Словом, придраться в этом рассказе не к чему, и отсылка к историческому фону – русскому террористическому движению 1880-х годов – тоже вполне верна. И неудивительно, ведь в Англии борьба этого движения с царским режимом освещалась весьма широко.
Джун Томсон чуть глубже погружается в тот же исторический пласт – и допускает немало ляпов. В частности, никто и ни за что не поверит, что русского графа могут звать Алексей Плеханович. С другой стороны, человек этот – убежденный либерал, так что, возможно, здесь имеет место тонкий намек. А возможно – простой недосмотр. Зато рассказ щедро сдобрен «самоварами», «тарелками с борщом и блинами», «агентами охранки».
И в итоге возникает ощущение, что автор «лепит горбатого» исключительно потому, что пишет стилизацию под вольное отношение к русским реалиям, которое бытовало в литературе XIX века. То есть опять же подсмеивается и над нами, и над собой.
Кстати, сам Конан Дойл, много путешествовавший, в России никогда не бывал.
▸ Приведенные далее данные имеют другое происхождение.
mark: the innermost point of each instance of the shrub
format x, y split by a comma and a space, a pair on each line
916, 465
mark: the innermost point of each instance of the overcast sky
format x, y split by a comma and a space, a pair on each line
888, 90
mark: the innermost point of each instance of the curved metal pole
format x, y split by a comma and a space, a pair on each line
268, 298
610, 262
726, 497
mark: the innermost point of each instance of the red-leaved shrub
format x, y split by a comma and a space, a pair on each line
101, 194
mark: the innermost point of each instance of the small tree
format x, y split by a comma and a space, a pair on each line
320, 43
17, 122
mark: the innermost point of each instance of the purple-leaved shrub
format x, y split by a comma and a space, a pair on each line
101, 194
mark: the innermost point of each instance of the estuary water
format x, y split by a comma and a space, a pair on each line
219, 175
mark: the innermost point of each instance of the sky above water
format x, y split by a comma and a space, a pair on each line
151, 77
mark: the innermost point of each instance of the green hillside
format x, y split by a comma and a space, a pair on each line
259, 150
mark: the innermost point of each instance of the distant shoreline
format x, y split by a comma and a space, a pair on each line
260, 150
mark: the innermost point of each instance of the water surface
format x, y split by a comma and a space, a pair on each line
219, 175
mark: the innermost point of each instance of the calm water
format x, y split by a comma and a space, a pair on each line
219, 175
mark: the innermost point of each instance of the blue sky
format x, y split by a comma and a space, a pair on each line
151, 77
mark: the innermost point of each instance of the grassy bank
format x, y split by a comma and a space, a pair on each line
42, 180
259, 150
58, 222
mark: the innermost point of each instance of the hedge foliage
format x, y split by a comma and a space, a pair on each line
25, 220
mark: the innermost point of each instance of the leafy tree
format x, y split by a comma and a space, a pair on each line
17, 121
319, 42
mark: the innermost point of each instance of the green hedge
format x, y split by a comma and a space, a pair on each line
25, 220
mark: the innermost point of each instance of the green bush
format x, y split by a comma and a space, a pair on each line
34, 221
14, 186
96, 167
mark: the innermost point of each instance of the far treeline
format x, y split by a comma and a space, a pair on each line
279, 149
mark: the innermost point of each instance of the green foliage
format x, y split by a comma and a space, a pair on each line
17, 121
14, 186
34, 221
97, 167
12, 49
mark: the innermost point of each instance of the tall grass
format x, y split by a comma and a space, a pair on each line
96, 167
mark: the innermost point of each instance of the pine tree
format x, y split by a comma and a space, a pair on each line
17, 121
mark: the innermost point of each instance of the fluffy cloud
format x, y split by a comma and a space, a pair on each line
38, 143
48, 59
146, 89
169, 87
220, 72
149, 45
В отличие от Шерлока Холмса, который был «вызван в Одессу в связи с убийством Трепова». А единственное упоминание о России в мемуарах писателя связано с гибелью его кумира, лорда Китченера: «С тяжелым грузом на душе я отправился в свое прежнее пристанище, отель „Крийон“, в котором оказалось еще больше русских с красными эполетами и бряцающими саблями. Я готов был проклясть их всех разом, ведь именно на пути в их прогнившую, разваливающуюся страну наш герой встретил свою смерть». Сурово, но, приходится признать, справедливо. Ведь с историей, в отличие от литературы, особо не поспоришь.
Александра Глебовская
Приношу благодарность Х. Р. Ф. Китингу, который так щедро тратил время, консультируя меня.
Благодарю также Джона Кеннеди Меллинга и Джона Берримена, просветивших меня по части викторианских мюзик-холлов и карманных часов той эпохи.
В предисловии к двум ранее опубликованным мной сборникам прежде не печатавшихся записок верного друга и биографа легендарного сыщика («Тетради Шерлока Холмса» и «Тайны Шерлока Холмса») я описывал, как жестяная коробка для депеш с надписью «Джон Х. Уотсон, доктор медицины. Индийские королевские войска» на крышке вместе со всем содержимым стала собственностью моего покойного дяди, также доктора Джона Уотсона. Однако у него после имени «Джон» стоял инициал «Ф.», а не «Х.», и он был доктором философии, а не медицины.
Коробку дядюшке предложила купить в июле 1939 года некая мисс Аделина Маквертер, утверждавшая, что именно эту коробку доктор Джон Х. Уотсон поместил на хранение в банк «Кокс и компания» на Чаринг-Кросс[1]. По уверениям этой особы, коробка содержала отчеты о приключениях великого детектива-консультанта, собственноручно написанные доктором Уотсоном, но по разным причинам не увидевшие свет. Будучи родственницей доктора по материнской линии, мисс Маквертер получила коробку с бумагами по наследству, однако, попав в стесненные обстоятельства, принуждена была ее продать.